Em primeiro lugar, o que Trump considera ter sido um impedimento na concessão de vistos a cidadãos iraquianos em 2011, não o foi totalmente. Na verdade, a decisão surgiu na sequência da detenção de dois iraquianos (os únicos alguma vez ligados a um possível atentado nos EUA), no mesmo ano, no Kentucky, por suspeitas de planearam um ataque terrorista. Mais tarde, as autoridades descobriram que as impressões digitais de um dos suspeito tinham sido encontradas numa bomba no Iraque. Face a esta situação, Obama identificou uma falha grave no sistema de escrutínio aos refugiados que chegavam a território americano. Desta maneira, foram revistos os processos dos quase 57 mil refugiados iraquianos nos Estados Unidos iniciando-se, ao mesmo tempo, e durante seis meses, um apertado e rigoroso escrutínio aos novos refugiados iraquianos. Este processo dificultou e muito a vida destas pessoas, o que fez com que, durante esse período, o número de refugiados provenientes do Iraque a chegar a solo americano diminuísse drasticamente.

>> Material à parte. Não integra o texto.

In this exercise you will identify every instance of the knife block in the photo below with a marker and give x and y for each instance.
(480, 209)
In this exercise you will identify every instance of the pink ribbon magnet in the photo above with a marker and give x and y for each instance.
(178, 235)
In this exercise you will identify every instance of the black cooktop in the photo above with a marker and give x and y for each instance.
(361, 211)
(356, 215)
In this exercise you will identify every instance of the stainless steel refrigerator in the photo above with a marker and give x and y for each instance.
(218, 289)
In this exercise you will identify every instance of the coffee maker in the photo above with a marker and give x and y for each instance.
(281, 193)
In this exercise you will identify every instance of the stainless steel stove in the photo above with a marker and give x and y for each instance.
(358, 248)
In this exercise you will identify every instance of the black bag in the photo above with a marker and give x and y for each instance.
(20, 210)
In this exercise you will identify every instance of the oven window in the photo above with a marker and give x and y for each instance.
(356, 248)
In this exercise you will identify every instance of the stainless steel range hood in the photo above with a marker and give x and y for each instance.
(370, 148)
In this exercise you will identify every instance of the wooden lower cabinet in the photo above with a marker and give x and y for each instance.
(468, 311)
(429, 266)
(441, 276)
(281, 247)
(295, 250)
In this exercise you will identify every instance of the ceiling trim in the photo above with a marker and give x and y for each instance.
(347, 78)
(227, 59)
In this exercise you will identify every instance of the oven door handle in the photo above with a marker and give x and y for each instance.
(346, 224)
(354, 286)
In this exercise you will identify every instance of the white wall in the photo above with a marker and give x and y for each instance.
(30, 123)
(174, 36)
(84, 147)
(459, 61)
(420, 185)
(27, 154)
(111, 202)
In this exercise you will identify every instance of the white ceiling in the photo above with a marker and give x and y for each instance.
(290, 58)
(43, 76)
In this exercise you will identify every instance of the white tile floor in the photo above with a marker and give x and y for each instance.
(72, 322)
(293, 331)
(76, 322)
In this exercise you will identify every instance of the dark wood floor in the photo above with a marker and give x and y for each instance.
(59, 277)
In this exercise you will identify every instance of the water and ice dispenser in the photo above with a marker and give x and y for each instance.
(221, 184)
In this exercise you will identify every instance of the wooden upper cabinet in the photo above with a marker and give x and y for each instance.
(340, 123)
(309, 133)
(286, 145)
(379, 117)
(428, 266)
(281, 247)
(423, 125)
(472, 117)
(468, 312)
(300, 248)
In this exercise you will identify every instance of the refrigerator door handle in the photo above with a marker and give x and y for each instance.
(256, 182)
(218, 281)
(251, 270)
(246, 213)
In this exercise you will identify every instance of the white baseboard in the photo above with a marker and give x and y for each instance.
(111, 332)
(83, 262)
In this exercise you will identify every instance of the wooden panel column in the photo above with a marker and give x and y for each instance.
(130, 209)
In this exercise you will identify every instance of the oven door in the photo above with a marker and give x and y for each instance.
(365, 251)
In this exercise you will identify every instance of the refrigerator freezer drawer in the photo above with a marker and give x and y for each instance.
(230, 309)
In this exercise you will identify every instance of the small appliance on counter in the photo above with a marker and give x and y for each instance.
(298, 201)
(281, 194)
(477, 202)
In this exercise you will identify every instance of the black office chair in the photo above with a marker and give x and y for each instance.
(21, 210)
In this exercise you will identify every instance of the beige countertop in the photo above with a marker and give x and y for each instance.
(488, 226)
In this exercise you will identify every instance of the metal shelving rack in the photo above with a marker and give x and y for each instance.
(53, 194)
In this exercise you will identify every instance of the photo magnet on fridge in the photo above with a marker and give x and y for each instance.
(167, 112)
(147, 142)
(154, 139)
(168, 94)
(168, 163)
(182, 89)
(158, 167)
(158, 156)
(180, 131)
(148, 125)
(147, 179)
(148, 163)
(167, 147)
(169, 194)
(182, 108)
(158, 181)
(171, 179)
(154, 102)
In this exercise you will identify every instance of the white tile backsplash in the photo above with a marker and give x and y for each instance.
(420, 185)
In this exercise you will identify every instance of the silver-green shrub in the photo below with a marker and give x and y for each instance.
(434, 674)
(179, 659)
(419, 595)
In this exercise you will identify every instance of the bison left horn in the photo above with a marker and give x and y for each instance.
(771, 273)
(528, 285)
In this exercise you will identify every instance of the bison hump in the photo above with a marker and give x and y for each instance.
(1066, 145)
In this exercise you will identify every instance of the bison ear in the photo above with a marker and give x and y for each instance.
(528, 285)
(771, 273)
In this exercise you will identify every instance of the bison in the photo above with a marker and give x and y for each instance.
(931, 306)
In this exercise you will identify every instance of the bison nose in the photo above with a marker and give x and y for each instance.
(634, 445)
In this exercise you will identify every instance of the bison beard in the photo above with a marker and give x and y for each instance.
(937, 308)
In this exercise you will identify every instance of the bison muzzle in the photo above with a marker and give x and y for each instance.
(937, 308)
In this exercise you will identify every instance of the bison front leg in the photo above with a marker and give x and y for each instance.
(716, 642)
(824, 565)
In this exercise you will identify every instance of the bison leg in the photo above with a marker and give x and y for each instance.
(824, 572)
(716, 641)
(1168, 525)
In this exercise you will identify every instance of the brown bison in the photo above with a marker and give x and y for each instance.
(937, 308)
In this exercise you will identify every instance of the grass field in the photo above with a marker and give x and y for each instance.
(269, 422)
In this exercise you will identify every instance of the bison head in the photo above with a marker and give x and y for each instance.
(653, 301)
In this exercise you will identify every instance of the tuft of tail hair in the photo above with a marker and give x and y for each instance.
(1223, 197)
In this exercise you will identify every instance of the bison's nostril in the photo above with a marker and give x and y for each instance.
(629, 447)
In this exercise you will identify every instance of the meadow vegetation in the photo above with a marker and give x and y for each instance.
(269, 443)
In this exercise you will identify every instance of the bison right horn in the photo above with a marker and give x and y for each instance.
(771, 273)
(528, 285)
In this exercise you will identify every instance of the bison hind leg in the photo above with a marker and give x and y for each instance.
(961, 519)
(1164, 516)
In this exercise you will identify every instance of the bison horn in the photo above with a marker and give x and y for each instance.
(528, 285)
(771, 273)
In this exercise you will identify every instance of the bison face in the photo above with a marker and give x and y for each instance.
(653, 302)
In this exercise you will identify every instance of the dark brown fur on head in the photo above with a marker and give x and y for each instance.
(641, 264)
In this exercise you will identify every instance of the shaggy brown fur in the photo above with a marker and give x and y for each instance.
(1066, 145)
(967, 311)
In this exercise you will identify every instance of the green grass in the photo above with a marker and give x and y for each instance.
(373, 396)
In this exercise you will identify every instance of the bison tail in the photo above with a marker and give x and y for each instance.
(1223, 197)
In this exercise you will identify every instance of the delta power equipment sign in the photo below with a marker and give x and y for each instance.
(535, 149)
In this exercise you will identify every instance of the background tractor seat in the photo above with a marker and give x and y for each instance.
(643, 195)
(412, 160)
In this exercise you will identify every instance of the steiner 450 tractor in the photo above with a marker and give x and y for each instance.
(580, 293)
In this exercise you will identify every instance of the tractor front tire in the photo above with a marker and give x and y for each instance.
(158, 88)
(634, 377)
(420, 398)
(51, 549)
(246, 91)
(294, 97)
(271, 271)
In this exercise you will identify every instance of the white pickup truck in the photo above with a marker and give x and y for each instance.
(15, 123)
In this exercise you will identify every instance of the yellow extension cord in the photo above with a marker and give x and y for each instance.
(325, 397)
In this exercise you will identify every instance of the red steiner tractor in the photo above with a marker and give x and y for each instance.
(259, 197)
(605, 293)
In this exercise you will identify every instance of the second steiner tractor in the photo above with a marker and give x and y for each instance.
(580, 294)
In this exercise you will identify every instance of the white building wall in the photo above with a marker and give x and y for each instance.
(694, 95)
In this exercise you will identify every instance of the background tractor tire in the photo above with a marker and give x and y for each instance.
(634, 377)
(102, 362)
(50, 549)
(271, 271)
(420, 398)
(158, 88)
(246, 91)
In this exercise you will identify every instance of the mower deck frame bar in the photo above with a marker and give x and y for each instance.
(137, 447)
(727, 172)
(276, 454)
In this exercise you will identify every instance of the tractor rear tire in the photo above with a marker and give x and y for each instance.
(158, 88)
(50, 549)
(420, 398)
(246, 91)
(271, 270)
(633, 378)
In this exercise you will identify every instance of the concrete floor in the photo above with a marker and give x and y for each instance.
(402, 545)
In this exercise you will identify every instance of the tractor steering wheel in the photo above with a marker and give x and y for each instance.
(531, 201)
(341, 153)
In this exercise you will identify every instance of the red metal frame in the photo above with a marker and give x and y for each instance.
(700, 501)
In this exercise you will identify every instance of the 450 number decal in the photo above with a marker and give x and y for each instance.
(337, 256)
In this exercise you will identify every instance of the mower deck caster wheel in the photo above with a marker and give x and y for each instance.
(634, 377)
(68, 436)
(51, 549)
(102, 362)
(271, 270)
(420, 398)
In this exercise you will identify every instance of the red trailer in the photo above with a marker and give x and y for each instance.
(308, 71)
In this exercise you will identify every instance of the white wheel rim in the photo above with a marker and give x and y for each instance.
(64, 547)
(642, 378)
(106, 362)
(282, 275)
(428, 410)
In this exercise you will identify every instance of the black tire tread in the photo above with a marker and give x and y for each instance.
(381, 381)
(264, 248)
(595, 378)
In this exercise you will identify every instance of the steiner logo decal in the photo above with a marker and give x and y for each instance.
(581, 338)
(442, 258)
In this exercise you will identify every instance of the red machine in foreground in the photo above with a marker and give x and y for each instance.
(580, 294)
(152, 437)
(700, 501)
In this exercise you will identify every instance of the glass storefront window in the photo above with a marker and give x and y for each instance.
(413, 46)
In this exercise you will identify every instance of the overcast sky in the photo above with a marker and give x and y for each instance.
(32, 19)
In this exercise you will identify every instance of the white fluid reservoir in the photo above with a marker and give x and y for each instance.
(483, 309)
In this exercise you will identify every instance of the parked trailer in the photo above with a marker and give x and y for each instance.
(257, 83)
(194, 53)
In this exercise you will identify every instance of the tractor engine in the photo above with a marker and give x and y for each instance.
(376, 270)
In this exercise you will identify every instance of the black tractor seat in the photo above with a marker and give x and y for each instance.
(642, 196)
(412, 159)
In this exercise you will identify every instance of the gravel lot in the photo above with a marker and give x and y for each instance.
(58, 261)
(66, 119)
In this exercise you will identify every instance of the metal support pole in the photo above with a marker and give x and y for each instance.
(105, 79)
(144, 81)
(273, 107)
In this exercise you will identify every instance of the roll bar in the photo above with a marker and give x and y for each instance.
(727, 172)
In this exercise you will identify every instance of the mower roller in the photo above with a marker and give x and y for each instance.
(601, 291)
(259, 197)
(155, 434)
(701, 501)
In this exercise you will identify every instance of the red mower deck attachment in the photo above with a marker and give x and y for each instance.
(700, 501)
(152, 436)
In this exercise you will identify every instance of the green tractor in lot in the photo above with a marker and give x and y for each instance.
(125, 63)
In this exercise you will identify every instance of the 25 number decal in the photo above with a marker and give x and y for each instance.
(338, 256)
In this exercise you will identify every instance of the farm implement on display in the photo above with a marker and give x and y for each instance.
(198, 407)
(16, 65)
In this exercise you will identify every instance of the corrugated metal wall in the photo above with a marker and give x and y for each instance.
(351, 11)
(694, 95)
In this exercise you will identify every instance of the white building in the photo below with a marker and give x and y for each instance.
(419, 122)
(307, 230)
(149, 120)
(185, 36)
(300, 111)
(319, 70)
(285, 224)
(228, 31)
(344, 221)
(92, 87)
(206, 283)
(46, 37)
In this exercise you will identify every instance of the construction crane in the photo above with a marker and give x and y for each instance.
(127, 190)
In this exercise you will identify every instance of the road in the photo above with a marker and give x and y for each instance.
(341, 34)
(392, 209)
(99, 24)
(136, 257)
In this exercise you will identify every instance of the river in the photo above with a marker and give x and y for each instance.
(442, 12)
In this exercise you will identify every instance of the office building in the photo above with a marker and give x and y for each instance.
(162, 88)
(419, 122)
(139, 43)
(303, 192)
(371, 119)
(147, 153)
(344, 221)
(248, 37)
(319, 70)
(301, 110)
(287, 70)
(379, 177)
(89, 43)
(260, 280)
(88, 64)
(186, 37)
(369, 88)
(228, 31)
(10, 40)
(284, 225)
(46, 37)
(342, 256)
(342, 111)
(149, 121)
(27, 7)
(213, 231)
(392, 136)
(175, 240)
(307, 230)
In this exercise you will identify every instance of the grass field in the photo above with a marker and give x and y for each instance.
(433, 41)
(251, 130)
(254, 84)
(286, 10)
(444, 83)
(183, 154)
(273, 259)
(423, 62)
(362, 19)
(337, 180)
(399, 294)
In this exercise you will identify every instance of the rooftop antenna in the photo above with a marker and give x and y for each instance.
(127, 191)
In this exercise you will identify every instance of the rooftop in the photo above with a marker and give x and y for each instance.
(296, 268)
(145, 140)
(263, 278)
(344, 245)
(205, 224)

Em segundo lugar, Obama identificou, de facto, os mesmos sete países (Iraque, Irão, Líbia, Somália, Sudão, Síria e Iémen) como potenciais criadores de perigo para os EUA. Mas não de forma a, pura e simplesmente, banir a entrada dos seus cidadãos no país. Apenas a dificultou, através do chamado "Visa Waiver Program" (Programa de Isenção de Visto), que permitia a nacionais de certos países entrarem nos EUA sem necessitarem de visto. Ora, depois do ataque em San Bernardino, em 2015, este programa foi alterado no que se refere aos sete países citados. Apesar de os cidadãos destes territórios nunca terem estado abrangidos pelo mecanismo do Departamento de Estado, pessoas com dupla nacionalidade (por exemplo um franco-sírio), podiam entrar nos EUA com o passaporte do país abrangido pelo programa (no caso do exemplo referido, com o passaporte francês). Isso terminou com a reforma imposta pela Administração Obama. Outro dos aspectos alterados foi o facto de as pessoas que tinham visitado alguns dos sete países muçulmanos identificados, num dado período antes de chegarem aos EUA, deixavam de estar abrangidos pelo "Visa Waiver Program".